Pembangunan sebuah tambang
terbuka dimulai pada Mei 1970, dan pada pertengahan 1973 tambang baru Ertsberg
dinyatakan beroperasi penuh.
Sejak itulah, Freeport
mengoperasikan tambang emas terbesar di dunia. Pada 1982, Freeport menjadi
produsen emas terbesar di dunia dengan memproduksi 196.000 ons troy (6.100 kg)
emas di tahun pertamanya.
Kekayaan perusahaan ini berasal
dari persetujuan izin penambangan untuk 30 km². Perusahaan ini memiliki hak
penambangan eksklusif selama 30 tahun untuk wilayah tersebut dari saat
pembukaan tambang (1981).
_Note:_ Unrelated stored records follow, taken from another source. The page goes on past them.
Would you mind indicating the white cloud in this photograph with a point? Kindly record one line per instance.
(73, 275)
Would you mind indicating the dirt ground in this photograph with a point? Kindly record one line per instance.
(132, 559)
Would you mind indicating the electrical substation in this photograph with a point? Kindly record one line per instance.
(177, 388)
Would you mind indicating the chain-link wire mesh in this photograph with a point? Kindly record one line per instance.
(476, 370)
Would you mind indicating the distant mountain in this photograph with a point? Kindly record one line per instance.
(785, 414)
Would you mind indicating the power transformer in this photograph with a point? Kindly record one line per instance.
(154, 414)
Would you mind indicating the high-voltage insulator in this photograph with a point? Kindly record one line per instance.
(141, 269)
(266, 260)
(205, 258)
Pada 1989 lisensi pertambangan diperluas 25.000 km².
Freeport kemudian berkembang menjadi perusahaan dengan penghasilan 2,3 miliar
dolar AS.
Dalam Laporan Keuangan 2009, Freeport McMoRan melaporkan penjualan tembaga
sebesar 4,1 miliar poun (sekitar 1.8 miliar kg) dan penjualan emas sebesar 2.6
juta ons (sekitar 74 ribu kg). Dari penjualan tersebut, tambang di Papua
menyumbangkan sekitar 34% untuk tembaga dan 96% untuk penjualan emas.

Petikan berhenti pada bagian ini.